Addendum 4: In the setting of Whyburn's book Analytic topology it is shown, that a compact set cannot be $1$-flimsy (Chapter 3, Theorem 6.1). Since all my examples for $1$-flimsy spaces are non-compact: Is there an example of a compact $1$-flimsy space? Are all $n$-flimsy spaces non-compact (at least they are infinite)?
Best Answer
If I did not make any mistake, 3-flimsy spaces does not exist. You can check this link for my proof and some other results about 2-flimsy spaces. Without giving all the details, here are the big steps of the proof:
First, we show that if $X$ is a 2-flimsy space and $x\neq y\in X$, then $X\backslash\{x,y\}$ has exactly two connected components.
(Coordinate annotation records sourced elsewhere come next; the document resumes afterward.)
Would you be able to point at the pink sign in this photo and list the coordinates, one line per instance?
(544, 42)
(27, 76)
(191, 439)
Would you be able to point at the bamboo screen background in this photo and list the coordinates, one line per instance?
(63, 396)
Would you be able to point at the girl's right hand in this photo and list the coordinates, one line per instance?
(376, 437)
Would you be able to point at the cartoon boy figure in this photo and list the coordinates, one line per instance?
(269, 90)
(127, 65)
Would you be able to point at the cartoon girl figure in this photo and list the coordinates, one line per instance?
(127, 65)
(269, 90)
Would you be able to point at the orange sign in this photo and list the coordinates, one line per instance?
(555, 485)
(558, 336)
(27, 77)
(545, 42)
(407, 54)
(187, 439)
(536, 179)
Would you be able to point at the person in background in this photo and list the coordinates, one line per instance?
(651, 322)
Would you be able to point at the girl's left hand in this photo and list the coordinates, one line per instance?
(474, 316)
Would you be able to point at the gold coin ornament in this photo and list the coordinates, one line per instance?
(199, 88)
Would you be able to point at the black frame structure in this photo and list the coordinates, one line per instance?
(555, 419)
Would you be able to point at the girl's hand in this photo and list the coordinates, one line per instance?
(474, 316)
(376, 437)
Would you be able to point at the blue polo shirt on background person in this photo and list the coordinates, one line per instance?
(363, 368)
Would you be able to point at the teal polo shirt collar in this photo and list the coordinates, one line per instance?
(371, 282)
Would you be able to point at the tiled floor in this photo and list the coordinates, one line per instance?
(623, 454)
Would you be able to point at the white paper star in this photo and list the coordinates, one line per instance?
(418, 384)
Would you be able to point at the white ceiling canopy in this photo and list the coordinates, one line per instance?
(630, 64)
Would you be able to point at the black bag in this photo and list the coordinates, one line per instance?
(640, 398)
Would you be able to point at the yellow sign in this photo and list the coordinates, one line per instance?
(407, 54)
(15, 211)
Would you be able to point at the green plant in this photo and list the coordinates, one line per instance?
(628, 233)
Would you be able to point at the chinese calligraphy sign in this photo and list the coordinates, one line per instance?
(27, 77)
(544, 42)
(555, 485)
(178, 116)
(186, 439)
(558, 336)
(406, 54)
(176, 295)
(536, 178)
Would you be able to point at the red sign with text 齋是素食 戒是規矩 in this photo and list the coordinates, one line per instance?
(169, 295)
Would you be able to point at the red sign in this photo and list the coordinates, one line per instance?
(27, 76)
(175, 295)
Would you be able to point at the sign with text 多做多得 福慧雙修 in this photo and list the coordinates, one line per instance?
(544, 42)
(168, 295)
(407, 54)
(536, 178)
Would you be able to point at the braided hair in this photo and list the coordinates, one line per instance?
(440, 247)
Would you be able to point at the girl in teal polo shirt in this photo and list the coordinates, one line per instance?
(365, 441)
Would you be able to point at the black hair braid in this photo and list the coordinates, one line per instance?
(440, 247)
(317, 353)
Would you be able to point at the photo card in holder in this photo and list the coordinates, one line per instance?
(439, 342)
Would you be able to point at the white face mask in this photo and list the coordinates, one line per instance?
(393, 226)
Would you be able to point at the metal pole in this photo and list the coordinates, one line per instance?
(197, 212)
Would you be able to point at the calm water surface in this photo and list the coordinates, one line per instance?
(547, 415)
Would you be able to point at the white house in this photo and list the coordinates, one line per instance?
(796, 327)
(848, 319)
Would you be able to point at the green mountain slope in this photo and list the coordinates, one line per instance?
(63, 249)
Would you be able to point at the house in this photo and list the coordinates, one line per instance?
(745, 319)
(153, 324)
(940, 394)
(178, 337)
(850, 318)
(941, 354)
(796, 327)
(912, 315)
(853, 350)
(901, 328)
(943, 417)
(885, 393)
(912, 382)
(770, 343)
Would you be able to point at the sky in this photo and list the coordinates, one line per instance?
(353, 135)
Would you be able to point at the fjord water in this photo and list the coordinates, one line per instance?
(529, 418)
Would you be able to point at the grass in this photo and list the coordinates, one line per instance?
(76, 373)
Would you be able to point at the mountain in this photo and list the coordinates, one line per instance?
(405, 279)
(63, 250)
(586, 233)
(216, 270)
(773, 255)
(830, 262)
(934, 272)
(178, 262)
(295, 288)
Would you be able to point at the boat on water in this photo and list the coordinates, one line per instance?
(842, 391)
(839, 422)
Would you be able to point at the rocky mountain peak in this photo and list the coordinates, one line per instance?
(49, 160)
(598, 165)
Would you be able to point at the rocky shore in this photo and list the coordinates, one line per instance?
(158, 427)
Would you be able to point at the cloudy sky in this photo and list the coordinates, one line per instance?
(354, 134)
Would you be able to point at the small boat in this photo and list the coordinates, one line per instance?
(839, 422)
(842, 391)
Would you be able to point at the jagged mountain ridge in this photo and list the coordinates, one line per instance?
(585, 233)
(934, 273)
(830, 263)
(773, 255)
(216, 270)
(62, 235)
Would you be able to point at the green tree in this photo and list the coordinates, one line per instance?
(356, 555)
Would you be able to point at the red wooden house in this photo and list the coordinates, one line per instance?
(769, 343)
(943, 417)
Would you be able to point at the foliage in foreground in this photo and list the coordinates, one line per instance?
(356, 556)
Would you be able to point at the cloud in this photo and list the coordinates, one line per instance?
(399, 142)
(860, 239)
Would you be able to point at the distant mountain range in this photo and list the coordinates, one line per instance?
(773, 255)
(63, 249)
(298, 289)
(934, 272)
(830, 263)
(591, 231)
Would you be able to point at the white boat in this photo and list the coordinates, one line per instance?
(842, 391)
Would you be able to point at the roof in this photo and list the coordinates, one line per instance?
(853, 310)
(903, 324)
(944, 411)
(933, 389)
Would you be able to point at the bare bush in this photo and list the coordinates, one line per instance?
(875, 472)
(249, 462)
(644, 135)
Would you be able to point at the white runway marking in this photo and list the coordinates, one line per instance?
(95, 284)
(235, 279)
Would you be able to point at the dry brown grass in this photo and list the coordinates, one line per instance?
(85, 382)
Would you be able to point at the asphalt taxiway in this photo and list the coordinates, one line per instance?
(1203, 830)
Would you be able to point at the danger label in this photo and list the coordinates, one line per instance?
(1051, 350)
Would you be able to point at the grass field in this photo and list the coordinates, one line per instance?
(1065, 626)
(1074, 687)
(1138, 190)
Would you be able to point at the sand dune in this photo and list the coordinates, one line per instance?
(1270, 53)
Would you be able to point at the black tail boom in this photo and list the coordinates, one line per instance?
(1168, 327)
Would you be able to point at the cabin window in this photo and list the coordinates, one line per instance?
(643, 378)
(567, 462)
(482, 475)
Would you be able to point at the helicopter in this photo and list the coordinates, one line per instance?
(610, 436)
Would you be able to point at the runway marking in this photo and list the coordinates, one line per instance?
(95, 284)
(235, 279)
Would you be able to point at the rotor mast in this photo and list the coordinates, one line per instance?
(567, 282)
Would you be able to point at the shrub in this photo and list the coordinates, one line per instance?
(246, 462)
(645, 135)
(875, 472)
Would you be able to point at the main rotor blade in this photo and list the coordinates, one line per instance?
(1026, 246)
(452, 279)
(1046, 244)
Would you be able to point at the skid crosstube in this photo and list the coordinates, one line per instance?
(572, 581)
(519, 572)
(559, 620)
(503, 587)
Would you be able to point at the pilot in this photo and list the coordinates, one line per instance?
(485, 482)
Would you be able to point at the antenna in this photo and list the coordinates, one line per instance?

For this, we consider 3 open sets $U_1,U_2,U_3$ such that $(U_1\cup U_2\cup U_3)\cap\{x,y\}^{c}=X\backslash\{x,y\}$, $U_1\cap U_2\cap\{x,y\}^{c}=U_1\cap U_3\cap\{x,y\}^{c}=U_2\cap U_3\cap\{x,y\}^{c}=\emptyset$, and $\forall i\in\{1,2,3\},\ U_i\cap\{x,y\}^{c}\neq\emptyset$. If $u_1\in U_1\cap\{x,y\}^{c}$ and $u_2\in U_2\cap\{x,y\}^{c}$, then we can show $X\backslash\{u_1,u_2\}$ is connected.
The second big step is to consider $x,t,s\in X$, three distinct points of a $2$-flimsy space. We denote $C_1(t),C_2(t)$ the two connected components of $X\backslash\{x,t\}$ and $C_1(s),C_2(s)$ the two connected components of $X\backslash\{x,s\}$. We suppose $s\in C_1(t)$ and $t\in C_1(s)$. Then $D=C_1(t)\cap C_1(s)$ is one of the two connected components of $X\backslash\{t,s\}$. In fact, the finite number of connected components implies $C_2(t)\cup\{x\}$ is connected, so the same goes for $(C_2(t)\cup\{x\})\cup(C_2(s)\cup\{x\})$ : the only thing to verify is the connectedness of $D$. The proof looks like to the first step. If $U,V$ are two open sets of $X$ such that $U\cap V\cap D=\emptyset$, $(U\cup V)\cap D=D$, and $U\cap D\neq\emptyset$ and $V\cap D\neq\emptyset$, and if $u\in U\cap D$ and $v\in V\cap D$, then we show $X\backslash\{u\}$ or $X\backslash\{v\}$ is not connected.
Finally, if $X$ is a $3$-flimsy space and $x,y,t,s$ some distinct points of $X$, then $D$ (defined as previously in $X\backslash\{y\}$, a 2-flimsy space) is open and closed in $X\backslash\{x,t,s\}$ and in $X\backslash\{y,t,s\}$, so it is open and closed in $X\backslash\{t,s\}$, which is not connected. So $X$ is not a 3-flimsy space after all.